3.5. Chemometric Analysis of the Samples
TPC, TFC, RSA, and AA of natural and enzymatically hydrolyzed bee pollen exhibited a high correlation (see
Table 6).
Principal component analysis (PCA) and clustering analysis were employed to gain a better understanding of the relationship among the results and to determine the similarity of bee pollen samples both before and after the enzymatic hydrolysis process. Two principal components, accounting for 96.54 to 99.65% of the total initial variance in the input variables were suggested by the PCA method.
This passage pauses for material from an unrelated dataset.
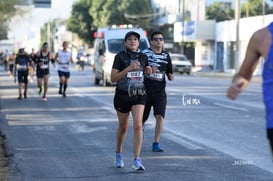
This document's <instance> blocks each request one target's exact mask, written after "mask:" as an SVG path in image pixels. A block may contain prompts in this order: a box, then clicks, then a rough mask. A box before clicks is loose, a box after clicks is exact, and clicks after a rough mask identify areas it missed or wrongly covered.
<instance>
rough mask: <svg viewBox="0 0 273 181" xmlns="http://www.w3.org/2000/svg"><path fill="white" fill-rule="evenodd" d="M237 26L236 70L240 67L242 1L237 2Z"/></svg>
mask: <svg viewBox="0 0 273 181" xmlns="http://www.w3.org/2000/svg"><path fill="white" fill-rule="evenodd" d="M235 24H236V45H235V46H236V49H235V70H236V72H237V71H238V70H239V66H240V0H235Z"/></svg>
The k-means clustering algorithm was used to visually depict the distribution of various bee pollen samples before and after enzymatic hydrolysis based on the measured parameters, including TPC, TFC, RSA, and AA against
S. aureus,
L. monocytogenes,
S. enteritidis,
S. typhimurium.
Figure 6 shows the grouping of the samples according to the measured parameter.
The clustering results revealed that eight groups were delineated based on the measured characteristic used as an input, specifically TPC and TFC results (see
Figure 6a,b). One cluster was formed by samples from Italy and Spain, which exhibited similarity to a sample from Malta. Additionally, the profiles of bee pollen samples from Sweden and Lithuania were distinct from those of Southern European bee pollen. Notably, all bee-collected samples formed individual groups based on RSA results (
Figure 6c). Similarly, in terms of TPC and TFC, pollen from Malta was more closely related to samples from Italy, while samples from Sweden were more similar to those from Lithuania, and samples from the Netherlands showed similarities to those from Slovakia and Poland. It could be inferred that the similarity of the tested samples was influenced by their geographical and botanical origins, ranging from northern to southern Europe.
Bee pollen samples were grouped into 5–7 clusters depending on their measured antibacterial activity (
Figure 6d–g). Again, distinct groups were observed for Lithuanian and Sweden samples before and after enzymatic hydrolysis. In contrast, samples from South Europe (Malta, Spain, and Italy) and samples from Central Europe (Poland, Slovakia, Denmark, and The Netherlands) exhibited highly similar profiles.
However, the k-means clustering algorithm results exposed that the enzyme used during the hydrolysis process had a more significant impact on clustering than the geographical origin of the bee-collected samples. The clustering results based on TPC, TFC, and RSA, yielded seven clusters before enzymatic hydrolysis. Furthermore, after hydrolysis with amyloglucosidase six groups were identified, while with Viscozyme® L and Clara-diastase, seven groups were formed. With protease and cellulase, eight groups were suggested, and with lipase, nine groups were observed. The results of antibacterial activity for bee pollen before and after enzymatic hydrolysis revealed 6–7 groups and demonstrated that samples from Central and Northern Europe had distinct profiles, whereas samples from South Europe revealed highly similar profiles.